The expertise includes critical areas such as:
Security and compliance guidance: Ensuring cloud services adhere to necessary security standards and regulatory requirements
Integration support: Helping organizations seamlessly integrate multiple cloud services and avoid the complexities of provider-specific APIs
Ongoing optimisation: Continuous monitoring and recommendations to ensure optimal performance and cost efficiency
Making the Informed Decision
The question isn't whether you can go direct to cloud providers—of course you can. The question is whether you should, given the complexities of today's cloud landscape and the tangible benefits brokers provide.

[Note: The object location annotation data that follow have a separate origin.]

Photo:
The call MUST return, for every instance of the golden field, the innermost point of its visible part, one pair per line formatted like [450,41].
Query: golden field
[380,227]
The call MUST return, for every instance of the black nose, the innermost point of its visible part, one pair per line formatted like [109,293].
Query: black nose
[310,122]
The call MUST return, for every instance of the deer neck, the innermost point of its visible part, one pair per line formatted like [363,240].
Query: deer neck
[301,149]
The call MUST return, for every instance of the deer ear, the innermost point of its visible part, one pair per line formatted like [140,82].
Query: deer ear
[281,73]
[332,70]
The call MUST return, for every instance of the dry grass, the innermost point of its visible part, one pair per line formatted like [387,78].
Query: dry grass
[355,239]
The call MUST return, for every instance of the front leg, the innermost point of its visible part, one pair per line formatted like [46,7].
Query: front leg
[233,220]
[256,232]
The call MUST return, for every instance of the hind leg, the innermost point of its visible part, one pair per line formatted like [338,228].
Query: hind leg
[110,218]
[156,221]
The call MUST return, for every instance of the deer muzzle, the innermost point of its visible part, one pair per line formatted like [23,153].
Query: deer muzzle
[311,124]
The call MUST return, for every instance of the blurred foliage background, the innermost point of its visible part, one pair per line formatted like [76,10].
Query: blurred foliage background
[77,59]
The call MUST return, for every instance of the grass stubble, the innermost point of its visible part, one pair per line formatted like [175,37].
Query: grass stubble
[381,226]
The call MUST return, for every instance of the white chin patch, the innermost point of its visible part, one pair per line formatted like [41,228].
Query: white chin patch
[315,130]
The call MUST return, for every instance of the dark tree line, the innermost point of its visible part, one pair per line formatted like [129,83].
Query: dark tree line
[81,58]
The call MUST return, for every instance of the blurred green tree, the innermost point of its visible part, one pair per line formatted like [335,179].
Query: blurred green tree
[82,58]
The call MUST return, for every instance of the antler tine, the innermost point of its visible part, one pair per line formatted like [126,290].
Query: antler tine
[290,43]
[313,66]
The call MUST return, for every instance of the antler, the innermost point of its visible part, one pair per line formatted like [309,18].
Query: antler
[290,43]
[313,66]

Cloud brokers have emerged as essential facilitators in increasingly complex multi-cloud environments, transforming from simple intermediaries into strategic growth partners. They bridge technical complexity and business value, enabling organizations to achieve greater flexibility, improved reliability, and enhanced innovation capabilities while avoiding the pitfalls of vendor lock-in.
As multi-cloud adoption accelerates with UK adoption of multiple public clouds expected to increase from 11% to 46% within three years, the role of cloud brokers will become increasingly strategic. Organisations that establish strong broker relationships now will be well-positioned to adapt to future changes and maintain competitive advantage in increasingly digital markets.
The value proposition is clear: while you can navigate the cloud landscape alone, partnering with an experienced broker saves time, provides complete market visibility, unlocks better deals, and gives you access to expert knowledge that can make the difference between cloud success and costly mistakes.